Acids break down cellulose walls just fine. Remember writing secret invisible notes with lemon juice on paper as a kid? Heat up the paper & the message is revealed, right? That's because the lemon juice breaks down the cellulose of paper break to simpler sugars, then the heat caramelizes those simple sugars, darkening them!
So use an acidic liquid to make your henna paste & you'll have a higher lawsone dye content in your henna paste.
A second reason for using an acidic liquid is because acids help keep the hydrogen atoms intact. That sounds like gibberish to anti-chemistry peeps, but it's actually really important in determining how much lawsone dye will be able to permanently bind to keratin (hair & nails) & collagen (skin).
So which acidic liquids can be used? Lemon juice, lime juice, apple juice, cranberry juice, vinegar are all great. You can eve just add powdered citric acid.
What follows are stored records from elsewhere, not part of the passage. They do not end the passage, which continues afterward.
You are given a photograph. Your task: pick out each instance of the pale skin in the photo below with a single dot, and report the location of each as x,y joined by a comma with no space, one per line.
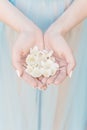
30,35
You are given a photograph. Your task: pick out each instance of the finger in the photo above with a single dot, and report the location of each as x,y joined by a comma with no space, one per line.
30,80
17,62
52,78
61,76
71,63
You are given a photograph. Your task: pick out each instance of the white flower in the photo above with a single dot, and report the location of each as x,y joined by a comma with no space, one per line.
41,63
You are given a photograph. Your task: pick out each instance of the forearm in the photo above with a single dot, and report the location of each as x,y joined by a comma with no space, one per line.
10,15
72,16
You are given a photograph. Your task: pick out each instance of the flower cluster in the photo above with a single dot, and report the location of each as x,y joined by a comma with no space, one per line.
41,63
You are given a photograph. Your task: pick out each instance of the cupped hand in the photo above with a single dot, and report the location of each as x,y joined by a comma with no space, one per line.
53,40
25,41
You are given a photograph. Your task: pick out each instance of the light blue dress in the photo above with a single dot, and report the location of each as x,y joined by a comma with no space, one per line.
58,108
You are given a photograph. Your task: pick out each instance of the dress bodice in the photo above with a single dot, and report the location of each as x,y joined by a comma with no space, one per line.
42,12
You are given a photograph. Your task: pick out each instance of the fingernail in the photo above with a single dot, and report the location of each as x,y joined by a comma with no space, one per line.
70,74
18,73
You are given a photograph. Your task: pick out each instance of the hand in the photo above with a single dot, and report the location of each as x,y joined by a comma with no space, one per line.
25,41
55,41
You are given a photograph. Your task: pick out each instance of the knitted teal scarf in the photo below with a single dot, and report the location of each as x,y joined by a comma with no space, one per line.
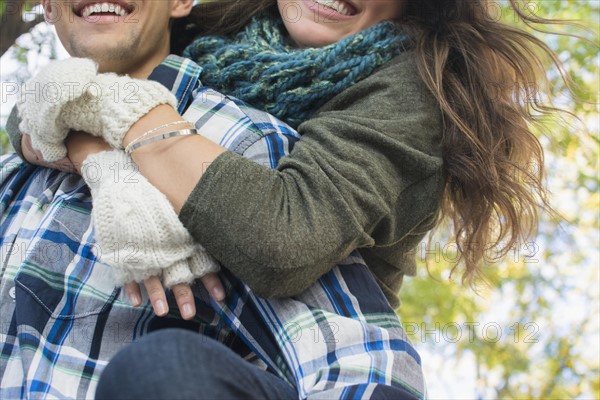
259,66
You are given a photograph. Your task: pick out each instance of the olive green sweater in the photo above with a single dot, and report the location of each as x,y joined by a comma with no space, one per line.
367,174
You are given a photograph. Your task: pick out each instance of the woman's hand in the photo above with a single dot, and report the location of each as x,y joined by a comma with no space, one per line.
182,292
35,157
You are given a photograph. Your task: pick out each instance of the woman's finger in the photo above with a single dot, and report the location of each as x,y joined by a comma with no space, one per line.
213,285
185,300
157,296
134,293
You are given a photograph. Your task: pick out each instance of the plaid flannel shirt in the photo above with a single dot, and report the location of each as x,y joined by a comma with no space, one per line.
62,319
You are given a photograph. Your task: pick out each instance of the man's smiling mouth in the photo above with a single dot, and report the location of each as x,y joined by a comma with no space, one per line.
104,8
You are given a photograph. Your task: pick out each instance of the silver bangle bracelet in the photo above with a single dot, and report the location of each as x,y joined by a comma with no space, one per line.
136,145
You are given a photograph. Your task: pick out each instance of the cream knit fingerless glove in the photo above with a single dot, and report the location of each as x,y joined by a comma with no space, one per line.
42,101
137,230
70,94
113,104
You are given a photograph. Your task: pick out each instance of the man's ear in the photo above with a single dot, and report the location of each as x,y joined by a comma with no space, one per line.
181,8
48,10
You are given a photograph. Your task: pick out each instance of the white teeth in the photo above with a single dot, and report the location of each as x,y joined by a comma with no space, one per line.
336,5
103,8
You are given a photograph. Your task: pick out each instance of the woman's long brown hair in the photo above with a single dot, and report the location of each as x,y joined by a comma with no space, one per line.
488,79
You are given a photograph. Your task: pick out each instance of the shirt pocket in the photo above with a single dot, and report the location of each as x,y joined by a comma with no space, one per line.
59,271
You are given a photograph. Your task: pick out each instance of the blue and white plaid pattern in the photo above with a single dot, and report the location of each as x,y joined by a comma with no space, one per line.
62,319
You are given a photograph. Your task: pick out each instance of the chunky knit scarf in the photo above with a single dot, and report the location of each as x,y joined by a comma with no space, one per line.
259,66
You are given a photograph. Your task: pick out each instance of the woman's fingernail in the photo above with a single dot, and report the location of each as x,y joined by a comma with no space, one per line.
187,311
160,307
134,300
218,294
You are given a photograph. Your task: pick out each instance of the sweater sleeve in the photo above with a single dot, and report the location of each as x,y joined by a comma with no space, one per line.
364,174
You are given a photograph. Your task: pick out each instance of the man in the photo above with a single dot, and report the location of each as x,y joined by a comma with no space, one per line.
62,318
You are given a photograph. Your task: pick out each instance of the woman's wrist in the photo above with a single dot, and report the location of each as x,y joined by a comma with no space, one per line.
159,120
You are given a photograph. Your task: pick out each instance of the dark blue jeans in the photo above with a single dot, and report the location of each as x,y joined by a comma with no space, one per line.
174,364
180,364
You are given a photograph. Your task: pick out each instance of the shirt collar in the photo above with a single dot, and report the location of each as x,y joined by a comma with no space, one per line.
181,76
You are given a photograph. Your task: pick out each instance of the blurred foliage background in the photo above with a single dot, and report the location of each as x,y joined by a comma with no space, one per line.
533,332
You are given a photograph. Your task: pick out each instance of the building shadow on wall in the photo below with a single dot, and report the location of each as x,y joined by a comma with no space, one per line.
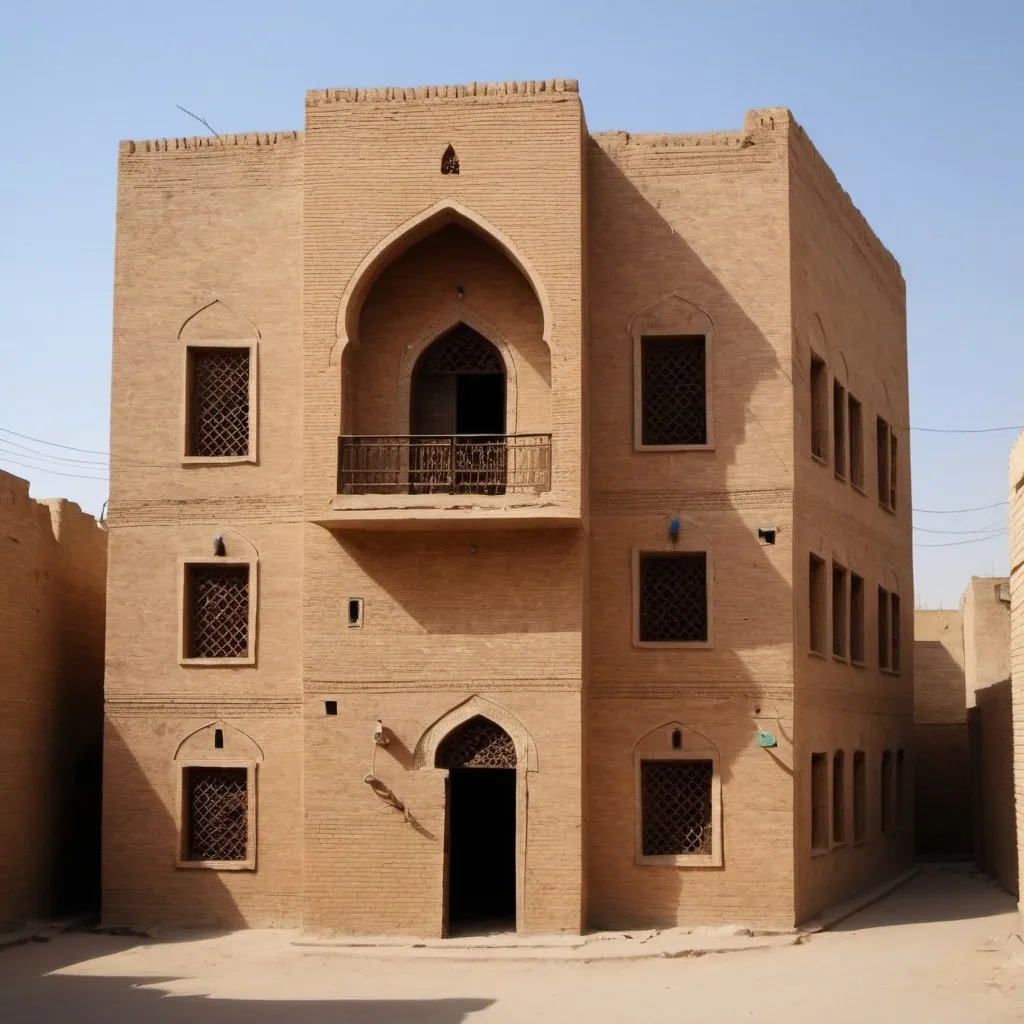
33,989
638,258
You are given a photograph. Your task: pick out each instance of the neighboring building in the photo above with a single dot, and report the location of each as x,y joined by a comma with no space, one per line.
942,781
572,478
52,583
1017,634
963,731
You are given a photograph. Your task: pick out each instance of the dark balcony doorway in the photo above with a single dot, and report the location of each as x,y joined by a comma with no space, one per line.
480,829
458,411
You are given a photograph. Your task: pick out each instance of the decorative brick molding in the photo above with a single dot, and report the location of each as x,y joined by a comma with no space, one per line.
397,93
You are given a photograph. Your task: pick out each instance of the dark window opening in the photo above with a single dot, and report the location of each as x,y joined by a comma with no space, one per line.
217,610
673,390
839,610
819,409
839,797
218,402
856,617
859,797
676,807
839,428
674,598
450,162
819,802
817,600
216,814
856,426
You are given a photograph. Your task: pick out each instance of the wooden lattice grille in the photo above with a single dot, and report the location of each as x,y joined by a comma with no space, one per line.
219,401
674,395
462,350
218,610
676,807
674,598
217,813
477,743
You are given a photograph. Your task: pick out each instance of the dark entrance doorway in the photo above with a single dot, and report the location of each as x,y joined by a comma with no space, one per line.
480,867
458,416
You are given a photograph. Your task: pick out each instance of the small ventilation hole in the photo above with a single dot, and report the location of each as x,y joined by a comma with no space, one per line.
450,162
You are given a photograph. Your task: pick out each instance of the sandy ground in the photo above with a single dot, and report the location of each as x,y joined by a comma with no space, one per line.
941,949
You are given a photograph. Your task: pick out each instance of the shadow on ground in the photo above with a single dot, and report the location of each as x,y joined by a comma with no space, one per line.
938,894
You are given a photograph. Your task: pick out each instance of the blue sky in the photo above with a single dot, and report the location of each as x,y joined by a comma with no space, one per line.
914,104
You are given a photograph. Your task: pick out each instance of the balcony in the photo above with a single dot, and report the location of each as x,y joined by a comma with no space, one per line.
445,481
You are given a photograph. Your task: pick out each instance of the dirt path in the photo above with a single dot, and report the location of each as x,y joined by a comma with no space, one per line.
936,950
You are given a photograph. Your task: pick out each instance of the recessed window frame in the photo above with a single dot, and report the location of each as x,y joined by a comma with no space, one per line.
181,858
185,419
183,599
636,554
638,340
657,745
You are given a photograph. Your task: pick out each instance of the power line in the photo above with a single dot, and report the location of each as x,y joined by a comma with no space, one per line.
956,544
55,472
977,508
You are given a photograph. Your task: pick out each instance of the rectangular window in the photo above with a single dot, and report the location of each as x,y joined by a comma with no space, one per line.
856,425
676,807
886,791
674,390
839,428
674,597
216,613
900,791
856,619
839,798
893,467
819,801
819,409
883,628
216,814
217,402
816,600
859,797
839,610
894,632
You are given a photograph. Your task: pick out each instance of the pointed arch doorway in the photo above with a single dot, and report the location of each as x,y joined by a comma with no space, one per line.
480,827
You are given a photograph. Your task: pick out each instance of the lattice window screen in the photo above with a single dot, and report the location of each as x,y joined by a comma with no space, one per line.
674,397
674,597
462,350
217,813
476,743
218,610
219,401
676,807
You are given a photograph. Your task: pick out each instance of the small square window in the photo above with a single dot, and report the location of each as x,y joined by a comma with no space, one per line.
673,597
216,614
674,395
216,814
676,807
218,394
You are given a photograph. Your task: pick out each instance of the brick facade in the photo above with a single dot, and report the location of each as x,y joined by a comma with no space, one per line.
339,255
51,633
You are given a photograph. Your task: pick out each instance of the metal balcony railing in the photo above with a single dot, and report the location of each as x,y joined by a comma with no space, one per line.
444,464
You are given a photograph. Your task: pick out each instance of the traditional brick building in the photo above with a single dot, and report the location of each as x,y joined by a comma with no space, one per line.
509,524
52,583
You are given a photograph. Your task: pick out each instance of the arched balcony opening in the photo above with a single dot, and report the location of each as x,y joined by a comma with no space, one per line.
448,377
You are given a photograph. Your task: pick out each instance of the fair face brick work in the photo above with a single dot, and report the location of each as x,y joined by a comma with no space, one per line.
51,625
340,254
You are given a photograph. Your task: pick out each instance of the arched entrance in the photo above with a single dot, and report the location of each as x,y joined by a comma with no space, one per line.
458,417
480,840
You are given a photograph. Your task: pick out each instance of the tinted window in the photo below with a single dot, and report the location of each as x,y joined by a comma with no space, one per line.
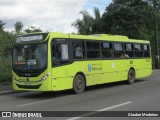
78,50
138,50
129,51
118,50
146,51
106,50
60,53
93,49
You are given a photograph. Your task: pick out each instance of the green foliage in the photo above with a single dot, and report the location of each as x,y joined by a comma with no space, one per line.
132,18
32,29
88,24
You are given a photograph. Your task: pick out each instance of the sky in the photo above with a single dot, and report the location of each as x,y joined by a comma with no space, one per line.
49,15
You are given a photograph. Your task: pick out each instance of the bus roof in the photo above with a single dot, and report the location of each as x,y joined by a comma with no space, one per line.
105,37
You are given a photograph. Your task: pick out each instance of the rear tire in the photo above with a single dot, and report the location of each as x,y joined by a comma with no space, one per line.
79,84
131,77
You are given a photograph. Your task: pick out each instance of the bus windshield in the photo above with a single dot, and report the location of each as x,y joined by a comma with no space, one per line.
30,57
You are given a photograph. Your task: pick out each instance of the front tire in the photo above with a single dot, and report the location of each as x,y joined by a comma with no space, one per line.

Warning: using vinegar or apple cider vinegar does not a good smelling paste make.
Acids from the bad side of town: coffee, tea, wine. They are not acidic enough to increase dye release and their dark colour doesn't mean the henna stain will be darker. They tend to smell bad, plus caffeine absorbs through the skin.
Can henna by dye released with water? Yes it can, but the quality of the henna might be compromised: not as much lawsome dye will release, the dye might not bind as well & might not last as long. If you are going to use water, distilled or rainwater is best (lower pH).